# 1st Homework - data visualisation and web scraping (deadline October 18th)

  * In this homework you should download (*scrape*) data from the web, process it and visualise.
  * The objective is to download data from server https://www.psp.cz/en/sqw/hlasovani.sqw?o=8 regarding voting in the Chamber of Deputies of the Parliament of the Czech Republic, save it in a tabular form and create visualisations, which make exploration of the data easier and show interesting information about it.

> **Unfortunately, the web page is only in Czech. However, it should be possible to navigate it. Please contact your tutorial teacher in case of any questions.**

## Data

 * Download data from all votings of the current Chamber of Deputies (since 2017).
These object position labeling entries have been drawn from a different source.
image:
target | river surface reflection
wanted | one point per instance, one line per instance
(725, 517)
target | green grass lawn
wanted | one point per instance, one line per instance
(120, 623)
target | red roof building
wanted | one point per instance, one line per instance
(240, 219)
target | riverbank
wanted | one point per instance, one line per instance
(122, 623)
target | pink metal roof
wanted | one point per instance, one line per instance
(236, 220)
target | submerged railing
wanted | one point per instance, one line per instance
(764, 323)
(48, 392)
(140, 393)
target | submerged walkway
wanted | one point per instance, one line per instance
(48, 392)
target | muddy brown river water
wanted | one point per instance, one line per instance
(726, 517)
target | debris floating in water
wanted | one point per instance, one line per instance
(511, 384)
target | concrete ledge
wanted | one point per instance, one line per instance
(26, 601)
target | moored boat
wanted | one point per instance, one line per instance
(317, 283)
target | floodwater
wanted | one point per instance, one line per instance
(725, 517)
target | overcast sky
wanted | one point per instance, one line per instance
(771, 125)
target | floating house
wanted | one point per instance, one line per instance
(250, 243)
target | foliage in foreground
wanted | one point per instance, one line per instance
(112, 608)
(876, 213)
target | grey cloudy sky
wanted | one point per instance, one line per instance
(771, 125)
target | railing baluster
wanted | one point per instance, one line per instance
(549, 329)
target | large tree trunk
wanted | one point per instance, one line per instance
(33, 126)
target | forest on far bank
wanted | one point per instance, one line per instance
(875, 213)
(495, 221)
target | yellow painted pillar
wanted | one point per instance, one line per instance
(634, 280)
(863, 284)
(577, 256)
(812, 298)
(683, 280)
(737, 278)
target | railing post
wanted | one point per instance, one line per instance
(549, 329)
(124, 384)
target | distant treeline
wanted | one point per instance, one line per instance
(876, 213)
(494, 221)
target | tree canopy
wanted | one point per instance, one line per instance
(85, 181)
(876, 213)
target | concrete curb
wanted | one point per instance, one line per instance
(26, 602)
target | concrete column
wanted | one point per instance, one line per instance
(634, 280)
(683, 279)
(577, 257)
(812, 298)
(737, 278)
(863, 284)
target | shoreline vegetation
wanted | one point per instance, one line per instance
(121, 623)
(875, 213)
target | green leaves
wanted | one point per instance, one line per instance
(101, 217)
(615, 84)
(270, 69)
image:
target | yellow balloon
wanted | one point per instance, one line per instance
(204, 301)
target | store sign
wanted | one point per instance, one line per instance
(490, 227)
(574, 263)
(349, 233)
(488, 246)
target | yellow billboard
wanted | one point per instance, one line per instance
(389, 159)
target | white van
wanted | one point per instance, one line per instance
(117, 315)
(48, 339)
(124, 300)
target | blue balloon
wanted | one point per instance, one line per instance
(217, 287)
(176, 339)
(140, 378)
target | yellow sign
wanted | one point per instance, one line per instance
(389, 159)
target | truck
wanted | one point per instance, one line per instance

Download details of voting of particular deputies.
 * Data should contain basic information about the voting - number of meeting, number of voting, point of the meeting and date.

## Instructions

> **Homework is assigned in a way that you have space for invention. Thinking of the _exact solution path_ is part of the assignment. Originality will be taken into account in the evaluation.**

**Basic points of the assignment (8 points)**:
  * Write Python script for downloading data. Download the data and save it in a suitable machine-readable format.
  * **Wait at least 1 second between two consecutive requests to the server, to not overload it.**
  * In the second part of the notebook, work with the data loaded from a local file. File(s) with downloaded data should be submitted as well (so the reviewer do not have to download the data again).
  * Create visualisations to show the following:
    * Deputies changing their parliamentary clubs.
    * Attendance of individual deputies in the votings. Attendance of parliamentary clubs in the votings.
    * How often individual parliamentary clubs vote the same and different.
    * Are deputies in the same parliamentary club voting the same? Who are the biggest rebels?

**Further points of assignment**, each for 2 points (maximum for the homework is 12):
  * Visualise some time development in the data (e.g. attendance, change of agreement in voting among individual parliamentary clubs, etc.)
  * Find individual deputies who have the most similar voting or attendance.
  * Try to find particular voting, where deputies voted the most differently than traditionally.
  
## Tips and tricks
  * Import libraries at the beginning of the notebook, or the beginning of scraping and visualisation parts.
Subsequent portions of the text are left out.